L'intelligence artificielle pourrait être la plus grande révolution de productivité de l'histoire américaine, mais la volonté de Washington de réglementer les modèles de pointe risque de gaspiller cette opportunité, selon un rapport publié le 28 juin par Unleash Prosperity.
« L'IA déclenche une vague de productivité qui pourrait stimuler tous les secteurs de l'économie, de l'industrie manufacturière aux soins de santé en passant par les services financiers », a déclaré Stephen Moore, co-fondateur d'Unleash Prosperity et auteur du rapport. « Le risque est que Washington, dans sa précipitation à réglementer, ralentisse l'adoption au point de l'arrêter et donne l'avantage à la Chine. »
Le rapport s'oppose aux scénarios apocalyptiques qui ont dominé les débats réglementaires, arguant que la contribution économique de l'IA pourrait égaler ou dépasser les gains de productivité issus d'Internet et de l'électrification. Moore a cité des estimations selon lesquelles l'IA pourrait augmenter le produit intérieur brut américain de près de 7 % par an au cours de la prochaine décennie si son déploiement se fait sans restrictions trop lourdes. Cette analyse intervient alors que le gouvernement américain renforce la surveillance des deux laboratoires qui définissent la frontière de l'IA : OpenAI et Anthropic.

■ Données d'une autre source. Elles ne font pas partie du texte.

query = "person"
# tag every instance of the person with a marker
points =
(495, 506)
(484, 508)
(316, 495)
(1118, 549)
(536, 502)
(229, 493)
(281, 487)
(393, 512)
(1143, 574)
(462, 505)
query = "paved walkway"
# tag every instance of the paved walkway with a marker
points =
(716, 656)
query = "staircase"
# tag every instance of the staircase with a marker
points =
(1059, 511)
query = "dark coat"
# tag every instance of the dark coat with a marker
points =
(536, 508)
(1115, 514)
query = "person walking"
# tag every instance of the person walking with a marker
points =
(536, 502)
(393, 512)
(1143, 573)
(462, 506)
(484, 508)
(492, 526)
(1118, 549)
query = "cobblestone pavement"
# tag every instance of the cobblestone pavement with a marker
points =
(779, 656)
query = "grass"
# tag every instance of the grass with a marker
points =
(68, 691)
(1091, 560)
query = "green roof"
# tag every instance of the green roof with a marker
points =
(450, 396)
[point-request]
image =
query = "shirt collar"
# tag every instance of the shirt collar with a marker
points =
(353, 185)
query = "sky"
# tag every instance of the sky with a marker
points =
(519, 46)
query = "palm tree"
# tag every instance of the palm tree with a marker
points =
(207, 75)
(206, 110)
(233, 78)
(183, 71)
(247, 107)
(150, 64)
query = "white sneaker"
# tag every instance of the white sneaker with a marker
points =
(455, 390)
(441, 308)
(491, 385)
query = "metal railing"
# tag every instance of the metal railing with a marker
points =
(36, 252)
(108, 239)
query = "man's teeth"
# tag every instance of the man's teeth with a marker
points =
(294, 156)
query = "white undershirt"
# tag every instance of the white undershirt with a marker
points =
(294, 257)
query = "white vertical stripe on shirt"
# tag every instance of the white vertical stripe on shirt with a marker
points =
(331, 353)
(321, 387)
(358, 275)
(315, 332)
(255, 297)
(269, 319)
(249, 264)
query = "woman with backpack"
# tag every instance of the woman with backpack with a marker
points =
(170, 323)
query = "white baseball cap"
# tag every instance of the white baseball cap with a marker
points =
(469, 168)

L'emprise de Washington sur les modèles de pointe s'est considérablement resserrée ces dernières semaines. Le 12 juin, le gouvernement américain a émis une directive de contrôle des exportations suspendant les modèles les plus performants d'Anthropic, Claude Mythos 5 et Claude Fable 5, pour tout ressortissant étranger. Anthropic a retiré les deux modèles pour tous ses clients afin de se conformer à cette directive. Le 27 juin, le secrétaire au Commerce, Howard Lutnick, a autorisé le retour de Mythos 5 pour une centaine d'organisations américaines agréées qui défendent les infrastructures critiques, mais Fable 5 reste hors ligne sans calendrier de retour. OpenAI a séparément accepté de déployer son nouveau modèle GPT-5.6 par phases à la demande du gouvernement — un lancement que le directeur général Sam Altman a qualifié de « mauvaise nouvelle » — et a partagé sa liste de partenaires de confiance avec les responsables avant de procéder.
Le PDG de Box, Aaron Levie, a décrit cette même période de deux semaines comme l'arrivée d'une « réglementation de facto de l'IA ». Dans un article sur LinkedIn, Levie a soutenu qu'une fois que les modèles franchissent certains seuils de capacité ou de calcul, un examen gouvernemental avant leur publication devient la norme, en raison des enjeux en matière de cybersécurité, d'économie et de géopolitique. Ses scénarios précisent les enjeux pour les chefs d'entreprise : l'Amérique gagne le pouvoir de décider qui peut accéder à l'IA de pointe et quand, mais une file d'attente d'examen pourrait ralentir les échanges rapides entre les versions de modèles, et d'autres gouvernements y trouvent une raison supplémentaire de financer des IA souveraines et des systèmes open-weight qu'ils contrôlent.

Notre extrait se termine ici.